Document-level performance at both hospitals was high (average F1 scores of 0.84 and 0.85). Moreover, on phenotypes meeting our document-level performance threshold of F1 ≥0.7, entry-level performance was high as well (average F1 of 0.75 and 0.78), as was the cross-hospital transportability of the algorithms (F1 of 0.75 HOMO-to-CSJDM and 0.77 CSJDM-to-HOMO). The COMBINED algorithm improved overall recall, without significantly decreasing precision (F1 of 0.78 and 0.77 on HOMO and CSJDM, respectively). The application of our algorithm for 50 high-performing phenotypes to the notes of 9,737 SMI patients highlighted the transdiagnostic nature of many core SMI phenotypes; 44/50 phenotypes were recorded in over 10% of patients across diagnoses. Multiple correspondence analysis further revealed variation in symptom space across diagnoses; while major depressive disorder and schizophrenia form distinct clusters, patients with bipolar disorder span the entire phenotypic spectrum.

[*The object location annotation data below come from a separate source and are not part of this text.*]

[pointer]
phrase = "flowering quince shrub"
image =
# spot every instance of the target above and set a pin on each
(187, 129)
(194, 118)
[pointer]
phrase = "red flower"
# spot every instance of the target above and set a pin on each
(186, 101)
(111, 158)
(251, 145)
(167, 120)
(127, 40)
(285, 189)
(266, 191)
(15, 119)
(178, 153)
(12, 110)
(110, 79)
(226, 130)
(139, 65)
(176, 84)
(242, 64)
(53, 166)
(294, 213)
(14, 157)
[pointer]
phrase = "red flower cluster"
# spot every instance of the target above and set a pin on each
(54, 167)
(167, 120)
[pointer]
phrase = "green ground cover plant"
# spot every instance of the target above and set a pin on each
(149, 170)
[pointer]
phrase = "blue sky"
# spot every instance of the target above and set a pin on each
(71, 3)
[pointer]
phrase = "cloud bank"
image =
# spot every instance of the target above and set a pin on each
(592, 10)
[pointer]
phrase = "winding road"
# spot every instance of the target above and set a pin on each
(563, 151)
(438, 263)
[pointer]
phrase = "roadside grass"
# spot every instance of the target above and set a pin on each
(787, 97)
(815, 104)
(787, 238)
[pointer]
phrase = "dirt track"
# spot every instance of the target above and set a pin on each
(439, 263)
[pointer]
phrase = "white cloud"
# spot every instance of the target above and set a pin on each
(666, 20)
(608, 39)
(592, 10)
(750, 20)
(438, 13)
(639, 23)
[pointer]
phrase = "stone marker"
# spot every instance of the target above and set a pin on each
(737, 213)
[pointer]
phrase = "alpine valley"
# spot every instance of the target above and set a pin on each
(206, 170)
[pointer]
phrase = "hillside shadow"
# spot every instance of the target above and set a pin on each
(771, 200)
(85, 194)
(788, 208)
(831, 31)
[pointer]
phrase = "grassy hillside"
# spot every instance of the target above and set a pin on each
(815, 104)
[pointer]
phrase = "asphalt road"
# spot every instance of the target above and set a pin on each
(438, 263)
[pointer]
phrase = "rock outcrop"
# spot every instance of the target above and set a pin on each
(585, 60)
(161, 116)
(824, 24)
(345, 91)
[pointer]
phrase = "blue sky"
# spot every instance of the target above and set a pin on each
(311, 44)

Our tool enables the systematic investigation of psychiatric symptoms from psychiatric notes, facilitating large-scale investigations in Spanish-speaking populations.

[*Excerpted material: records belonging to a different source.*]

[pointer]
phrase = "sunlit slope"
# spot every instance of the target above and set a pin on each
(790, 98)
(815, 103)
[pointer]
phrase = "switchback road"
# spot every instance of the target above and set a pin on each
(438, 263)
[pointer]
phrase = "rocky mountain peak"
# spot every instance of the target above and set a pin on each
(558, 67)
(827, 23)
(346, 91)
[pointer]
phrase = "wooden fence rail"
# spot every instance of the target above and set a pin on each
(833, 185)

电子健康记录中的临床记录为深入了解重度精神疾病(SMI)患者的症状特征和病程提供了有价值的见解。然而,大规模系统地提取症状仍然是一项挑战,尤其是在英语以外的语言中。我们开发了一种轻量级、准确且可解释的自然语言处理(NLP)算法,用于从西班牙语临床记录中提取精神疾病表型。
我们选择了一组136个核心精神疾病表型,并对来自哥伦比亚两家精神病医院的4000个临床记录部分(例如,主诉、诊疗计划;称为“文档”)和240份完整的就诊记录(称为“条目”)进行了注释:安蒂奥基亚精神医院(HOMO)和马尼萨莱斯圣胡安·迪奥斯诊所(CSJDM)。对于满足频率和注释者间可靠性阈值的表型,我们开发了三种NLP算法(HOMO、CSJDM和组合算法)用于表型提取和上下文标注(例如,否定、家族史、不确定性)。我们在文档和条目级别以及跨医院评估了性能。
两家医院在文档级别的性能都很高(平均F1分数分别为0.84和0.85)。此外,对于满足我们F1≥0.7的文档级别性能阈值的表型,条目级别的性能也很高(平均F1分别为0.75和0.78),算法的跨医院可移植性也很高(从HOMO到CSJDM的F1为0.75,从CSJDM到HOMO的F1为0.77)。组合算法提高了总体召回率,而没有显著降低精确率(在HOMO和CSJDM上的F1分别为0.78和0.77)。我们将算法应用于9737名SMI患者的记录中的50个高性能表型,突出了许多核心SMI表型的跨诊断性质;44/50个表型在超过10%的不同诊断患者中被记录。多重对应分析进一步揭示了不同诊断之间症状空间的差异;虽然重度抑郁症和精神分裂症形成了不同的聚类,但双相情感障碍患者跨越了整个表型谱。
我们的工具能够对精神病记录中的精神症状进行系统研究,有助于在讲西班牙语的人群中进行大规模调查。